正面に待ち構える大門には軽装の鎧に身を包んだベベル精鋭の兵たちが規則正しく左右に整列をしている。
隊長とみられる精鋭兵がユウナの姿を確認すると、すぐに駆け寄り丁寧にお辞儀する。
隊長各が他の兵たちに指示を出して、機械仕掛けの大扉が厳かに開かれていく。
キイ・・。
重い金属音を響かせながら、大扉はゆっくりと奥へとのけぞるようにその身を隠していった。
隊長各に誘導され、ユウナは大宮へと吸い込まれるようにその先へと歩き出す。
扉を抜けた先には、メインホールとなる大宮が見上げながら一望できた。
頭上から燦々(さんさん)と降り注ぐ光源に、思わずまぶしくて目を細めてしまう。
ホール自体はくぼんだ楕円の卵のような形をしていた。
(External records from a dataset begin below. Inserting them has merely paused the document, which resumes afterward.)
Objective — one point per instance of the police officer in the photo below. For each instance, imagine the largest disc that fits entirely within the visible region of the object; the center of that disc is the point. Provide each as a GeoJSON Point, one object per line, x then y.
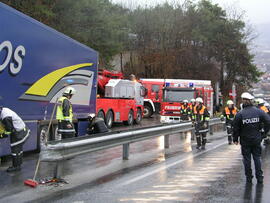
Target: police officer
{"type": "Point", "coordinates": [260, 103]}
{"type": "Point", "coordinates": [14, 126]}
{"type": "Point", "coordinates": [64, 114]}
{"type": "Point", "coordinates": [247, 126]}
{"type": "Point", "coordinates": [201, 117]}
{"type": "Point", "coordinates": [185, 111]}
{"type": "Point", "coordinates": [229, 114]}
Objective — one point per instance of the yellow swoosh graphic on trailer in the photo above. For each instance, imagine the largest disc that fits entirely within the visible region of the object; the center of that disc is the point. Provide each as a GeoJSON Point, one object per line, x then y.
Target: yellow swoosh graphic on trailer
{"type": "Point", "coordinates": [43, 86]}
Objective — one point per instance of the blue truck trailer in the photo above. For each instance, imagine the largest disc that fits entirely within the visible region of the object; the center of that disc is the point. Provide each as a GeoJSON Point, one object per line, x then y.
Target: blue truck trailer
{"type": "Point", "coordinates": [36, 64]}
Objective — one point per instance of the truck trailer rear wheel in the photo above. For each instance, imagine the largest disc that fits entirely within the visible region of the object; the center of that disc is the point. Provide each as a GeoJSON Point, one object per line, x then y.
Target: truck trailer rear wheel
{"type": "Point", "coordinates": [138, 116]}
{"type": "Point", "coordinates": [130, 118]}
{"type": "Point", "coordinates": [100, 114]}
{"type": "Point", "coordinates": [148, 111]}
{"type": "Point", "coordinates": [109, 119]}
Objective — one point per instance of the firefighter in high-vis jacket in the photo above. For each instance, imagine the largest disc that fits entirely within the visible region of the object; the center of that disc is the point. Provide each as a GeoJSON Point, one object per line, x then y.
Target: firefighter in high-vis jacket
{"type": "Point", "coordinates": [229, 113]}
{"type": "Point", "coordinates": [191, 108]}
{"type": "Point", "coordinates": [64, 114]}
{"type": "Point", "coordinates": [14, 127]}
{"type": "Point", "coordinates": [201, 118]}
{"type": "Point", "coordinates": [185, 111]}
各所にはベベル兵が厳重な警備として一定の間隔を置いて配置されている。
そして目が慣れないうちに聞こえてきたのは、ざわつきの声であった。
ユウナの姿を見た会場の来客人たちは動揺の波が始まった。
席に座っているのはスピラに住む各種族の代表、著名人、そしてエボン関係者と思わしき人々。重々なる顔触れがそこには連なっていた。会場の席はすでに飽和に近い状態で埋めつくされている。
ユウナは予期せぬ多数の視線と脚光の声を浴びる中で、戸惑いつつ立ったままホール会場を見渡していた。
その心細そうな背中に近づく影がある。
「驚く事はない、驚いているのは皆の方」
背後から大きな気配を感じながらユウナは振り向いた。懐かしい声の人物をみて目を見開く。
「キマリ!?」
そこにはかつてユウナと一緒に旅をしたガード、そして現ロンゾ族の族長がいた。醒めるような青の皮膚の内には筋肉が隆々と盛り上がっている。
キマリはユウナに歩みよりながら懐かしの視線を向け、口元が若干微笑んでいるようにも見えた。
「しばらく見ないうちに大人になった。キマリはそれに驚いている」
「はは、そうかな?」
と、ユウナは伸びた前髪を触りながらキマリを見つめる。
隣に並ぶと、ユウナの頭はキマリの肩ほどの高さにあった。
懐かしみのキマリの眼の感情が移行し、今の情勢への疑念がよぎる。
「・・大変な事になっている。グランを含めた魔物の増加やガガゼト山の雪解けも酷く惨事が重なっている」
天変地異の前触れともとれるこの状況下で把握、原因すら特定できていないのが現実であり、焦りと不安が集っているのも事実であった。
「・・うん」
ユウナも同調しながらうなづく。
キマリは、改めてこの会場内に目を向けながら
「ユウナが式典に来ている。今までにない顔触れの者達までもこの式典にベベルまでわざわざ足を運んで来ている・・」
そしてその場の雰囲気、気持ちを汲み取るように低い声で話す。
「皆自身も驚いているのだ」
キマリの言葉がユウナの中にすんなりと落ちていく。もう一度大宮内を見渡すと、今度は冷静に観察することが出来た。
そこに映る人々の顔には、漠然とした不安、そしてユウナが招かれたことによる式典の内容について、様々な思惑を考えざる得ないという表情が張り付いていた。
式典会場後方に位置する最上階層。この座席からは、会場全体を見渡すことが出来た。
最上層からだと、ユウナの姿は小指ほどの大きさに映る。着座する著名人たちの姿も、見渡すように網羅することができた。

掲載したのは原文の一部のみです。